OutofMemoryException

Jan 12, 2011 at 5:41 PM

Attempting to read a CSV file that has a little over 8 million records and is approximately 3Gb in size. I am running Windows7 64-bit with 16Gb of memory and a bunch of disk space.

I used your code sample as follows:

using (var reader = new CsvReader("myfile.csv"))
{
    reader.ReadHeaderRecord();

    foreach (var record in reader.DataRecords)
    {
        if (reader.RecordNumber % 10000 == 0)
        {
            Console.WriteLine(reader.RecordNumber.ToString("#,###"));
        }    
    }
}

I received the following error on record 47,895 (Note: The file should be well formed as it imports correctly using the SQL Server Import and Export Wizard, which is VERY picky *lol*). I do not see any obvious problems with records in the vicinity either:

System.OutOfMemoryException was unhandled
  Message=Exception of type 'System.OutOfMemoryException' was thrown.
  Source=Kent.Boogaart.KBCsv
  StackTrace:
       at Kent.Boogaart.KBCsv.CsvParser.EnsureValueBufferCapacity(Int32 count) in c:\Repository\kbcsv\trunk\Src\Kent.Boogaart.KBCsv\CsvParser.cs:line 768
       at Kent.Boogaart.KBCsv.CsvParser.AppendToValue(Int32 startIndex, Int32 endIndex) in c:\Repository\kbcsv\trunk\Src\Kent.Boogaart.KBCsv\CsvParser.cs:line 704
       at Kent.Boogaart.KBCsv.CsvParser.CloseValuePartExcludeCurrent() in c:\Repository\kbcsv\trunk\Src\Kent.Boogaart.KBCsv\CsvParser.cs:line 451
       at Kent.Boogaart.KBCsv.CsvParser.ParseRecord() in c:\Repository\kbcsv\trunk\Src\Kent.Boogaart.KBCsv\CsvParser.cs:line 370
       at Kent.Boogaart.KBCsv.DataRecord.FromParser(HeaderRecord headerRecord, CsvParser parser) in c:\Repository\kbcsv\trunk\Src\Kent.Boogaart.KBCsv\DataRecord.cs:line 78
       at Kent.Boogaart.KBCsv.CsvReader.ReadDataRecord() in c:\Repository\kbcsv\trunk\Src\Kent.Boogaart.KBCsv\CsvReader.cs:line 631
       at Kent.Boogaart.KBCsv.CsvReader.<get_DataRecords>d__0.MoveNext() in c:\Repository\kbcsv\trunk\Src\Kent.Boogaart.KBCsv\CsvReader.cs:line 430
       at JumboConsole.Program.importVoterHistory() in D:\My Documents\Visual Studio 2010\Projects\JumboConsole\JumboConsole\Program.cs:line 133
       at JumboConsole.Program.Main(String[] args) in D:\My Documents\Visual Studio 2010\Projects\JumboConsole\JumboConsole\Program.cs:line 24
       at System.AppDomain._nExecuteAssembly(RuntimeAssembly assembly, String[] args)
       at System.AppDomain.ExecuteAssembly(String assemblyFile, Evidence assemblySecurity, String[] args)
       at Microsoft.VisualStudio.HostingProcess.HostProc.RunUsersAssembly()
       at System.Threading.ThreadHelper.ThreadStart_Context(Object state)
       at System.Threading.ExecutionContext.Run(ExecutionContext executionContext, ContextCallback callback, Object state, Boolean ignoreSyncCtx)
       at System.Threading.ExecutionContext.Run(ExecutionContext executionContext, ContextCallback callback, Object state)
       at System.Threading.ThreadHelper.ThreadStart()
  InnerException:

Jan 27, 2011 at 11:52 AM

Hello,

I do have the same problem. And in my case the number of records are much lower.

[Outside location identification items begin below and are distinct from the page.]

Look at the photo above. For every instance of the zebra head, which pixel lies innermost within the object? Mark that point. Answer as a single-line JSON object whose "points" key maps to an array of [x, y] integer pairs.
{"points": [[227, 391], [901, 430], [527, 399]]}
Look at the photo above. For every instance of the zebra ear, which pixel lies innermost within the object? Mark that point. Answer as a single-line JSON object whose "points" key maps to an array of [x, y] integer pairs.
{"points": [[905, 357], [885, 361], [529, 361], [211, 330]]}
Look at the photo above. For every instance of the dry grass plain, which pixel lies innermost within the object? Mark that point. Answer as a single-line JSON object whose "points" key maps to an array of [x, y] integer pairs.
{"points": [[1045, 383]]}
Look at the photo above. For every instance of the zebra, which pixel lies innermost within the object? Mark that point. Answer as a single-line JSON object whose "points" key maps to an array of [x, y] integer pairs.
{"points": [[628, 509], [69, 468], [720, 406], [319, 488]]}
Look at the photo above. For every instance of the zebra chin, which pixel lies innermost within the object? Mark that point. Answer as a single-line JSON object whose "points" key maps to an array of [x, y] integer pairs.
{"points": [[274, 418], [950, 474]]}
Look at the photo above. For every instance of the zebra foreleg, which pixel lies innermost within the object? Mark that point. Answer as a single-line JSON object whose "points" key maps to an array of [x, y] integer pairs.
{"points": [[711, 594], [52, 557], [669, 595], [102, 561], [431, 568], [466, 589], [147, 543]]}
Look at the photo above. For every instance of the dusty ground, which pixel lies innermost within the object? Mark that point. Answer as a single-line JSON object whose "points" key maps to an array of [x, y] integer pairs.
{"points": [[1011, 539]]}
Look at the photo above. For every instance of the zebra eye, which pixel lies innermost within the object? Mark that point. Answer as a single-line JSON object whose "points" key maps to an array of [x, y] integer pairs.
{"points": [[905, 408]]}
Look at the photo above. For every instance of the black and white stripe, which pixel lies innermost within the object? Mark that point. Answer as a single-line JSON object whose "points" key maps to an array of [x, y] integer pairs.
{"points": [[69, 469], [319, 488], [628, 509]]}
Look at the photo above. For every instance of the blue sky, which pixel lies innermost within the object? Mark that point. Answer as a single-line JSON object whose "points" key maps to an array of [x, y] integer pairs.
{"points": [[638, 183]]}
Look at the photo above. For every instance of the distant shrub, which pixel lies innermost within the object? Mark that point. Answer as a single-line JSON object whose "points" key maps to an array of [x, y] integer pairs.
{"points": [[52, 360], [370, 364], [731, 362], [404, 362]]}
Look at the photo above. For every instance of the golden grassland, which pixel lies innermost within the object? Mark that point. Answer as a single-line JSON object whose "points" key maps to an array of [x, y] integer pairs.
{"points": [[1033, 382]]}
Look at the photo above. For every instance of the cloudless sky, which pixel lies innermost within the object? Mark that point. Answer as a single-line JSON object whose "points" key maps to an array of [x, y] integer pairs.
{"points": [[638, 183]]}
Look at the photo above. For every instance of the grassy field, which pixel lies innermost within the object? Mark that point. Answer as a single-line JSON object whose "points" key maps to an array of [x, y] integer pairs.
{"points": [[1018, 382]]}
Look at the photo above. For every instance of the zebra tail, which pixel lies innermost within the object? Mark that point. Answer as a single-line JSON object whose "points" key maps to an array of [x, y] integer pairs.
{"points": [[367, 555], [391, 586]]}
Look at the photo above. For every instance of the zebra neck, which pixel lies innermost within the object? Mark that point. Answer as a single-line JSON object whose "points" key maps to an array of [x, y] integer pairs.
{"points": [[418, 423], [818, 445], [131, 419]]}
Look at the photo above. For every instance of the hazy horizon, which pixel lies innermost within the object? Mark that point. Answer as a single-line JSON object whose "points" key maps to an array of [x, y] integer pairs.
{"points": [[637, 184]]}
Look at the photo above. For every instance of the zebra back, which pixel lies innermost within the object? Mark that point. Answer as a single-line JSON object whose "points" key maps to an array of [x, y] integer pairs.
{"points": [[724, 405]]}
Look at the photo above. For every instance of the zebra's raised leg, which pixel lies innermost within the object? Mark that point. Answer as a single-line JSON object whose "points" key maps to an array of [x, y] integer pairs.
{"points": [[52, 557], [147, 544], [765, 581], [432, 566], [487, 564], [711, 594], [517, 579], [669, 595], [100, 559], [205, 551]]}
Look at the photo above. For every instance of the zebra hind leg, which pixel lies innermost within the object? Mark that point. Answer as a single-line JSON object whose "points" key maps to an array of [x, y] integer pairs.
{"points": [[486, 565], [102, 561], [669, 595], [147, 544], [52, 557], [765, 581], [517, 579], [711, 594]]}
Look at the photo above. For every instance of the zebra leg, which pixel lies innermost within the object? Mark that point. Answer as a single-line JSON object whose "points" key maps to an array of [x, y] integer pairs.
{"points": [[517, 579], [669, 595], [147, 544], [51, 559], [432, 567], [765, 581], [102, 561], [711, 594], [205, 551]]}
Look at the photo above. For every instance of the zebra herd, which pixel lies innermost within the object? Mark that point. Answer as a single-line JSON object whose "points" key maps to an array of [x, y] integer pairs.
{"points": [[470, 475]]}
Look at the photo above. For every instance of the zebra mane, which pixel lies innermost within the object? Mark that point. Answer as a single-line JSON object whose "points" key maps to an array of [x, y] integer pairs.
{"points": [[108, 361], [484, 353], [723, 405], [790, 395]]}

Does anyone knows how to solve this?

Thank You,

Miguel

Coordinator
Jan 28, 2011 at 7:39 PM
Edited Jan 29, 2011 at 9:19 AM

Guys,

Thanks for reporting this. Unfortunately, I cannot reproduce it - neither on an old, crappy machine, nor on my 64 bit Windows 7 box with 8GB RAM.

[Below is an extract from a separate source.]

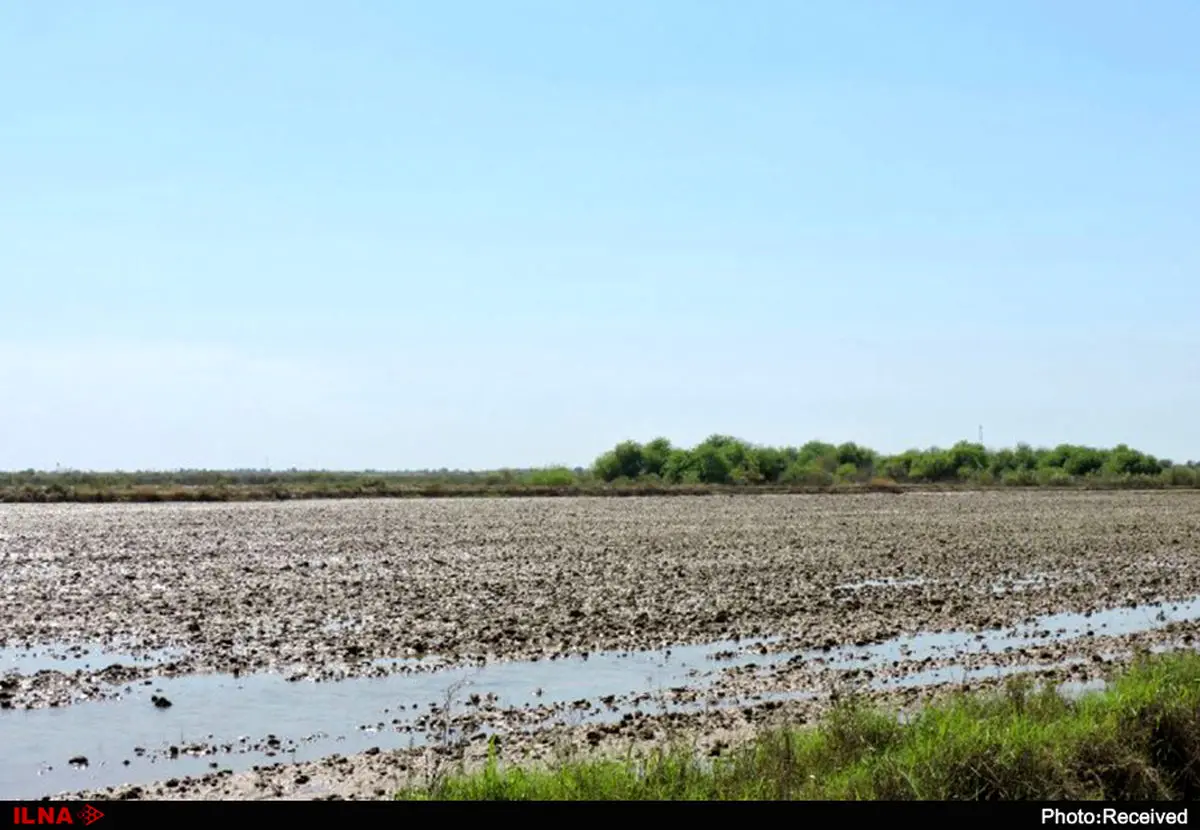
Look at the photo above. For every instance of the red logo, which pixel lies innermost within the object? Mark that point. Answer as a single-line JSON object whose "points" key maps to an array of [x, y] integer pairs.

Here's the test code I ran:

 

using System;
using System.Text;
using Kent.Boogaart.KBCsv;

namespace KBCsvTest
{
    class Program
    {
        static void Main(string[] args)
        {
            // comment out as necessary
            CreateBigCsvFile();
            //ReadBigCsvFile();

            Console.WriteLine();
            Console.WriteLine();
            Console.WriteLine("DONE - PRESS ANY KEY");
            Console.ReadKey();
        }

        private static void CreateBigCsvFile()
        {
            using (var writer = new CsvWriter(@"SampleData.csv"))
            {
                writer.WriteHeaderRecord("Name", "DOB", "Height", "Weight");
                var random = new Random();
                var records = 135000000;

                for (var i = 0; i < records; ++i)
                {
                    var name = GenerateName(random);
                    var dob = new DateTime(random.Next(1000, int.MaxValue));
                    var height = random.Next(100, 210);
                    var weight = random.Next(30, 300);

                    writer.WriteDataRecord(name, dob.ToShortDateString(), height.ToString(), weight.ToString());

                    if ((i % 1000) == 0)
                    {
                        Console.CursorLeft = 0;
                        Console.Write("{0:p}    ", (i + 1) / (double)records);
                    }
                }

                Console.CursorLeft = 0;
                Console.WriteLine("100%     ");
            }
        }

        private static readonly StringBuilder name = new StringBuilder();

        private static string GenerateName(Random random)
        {
            var length = random.Next(3, 20);
            name.Length = 0;
            var chars = "abcdefghijklmnopqrstuvwxyz";

            for (var i = 0; i < length; ++i)
            {
                name.Append(chars[random.Next(0, chars.Length)]);
            }

            return name.ToString();
        }

        private static void ReadBigCsvFile()
        {
            using (var reader = new CsvReader(@"SampleData.csv"))
            {
                reader.ReadHeaderRecord();

                foreach (var record in reader.DataRecords)
                {
                    if (reader.RecordNumber % 10000 == 0)
                    {
                        Console.CursorLeft = 0;
                        Console.Write("{0} records read", reader.RecordNumber);
                    }
                }
            }
        }
    }
}

Can you please confirm whether the above works for you? If so, we may need to look at the actual data you're attempting to parse. Shapper, if there's any way you could send me your CSV file, that would be very helpful.

 

Thanks,
Kent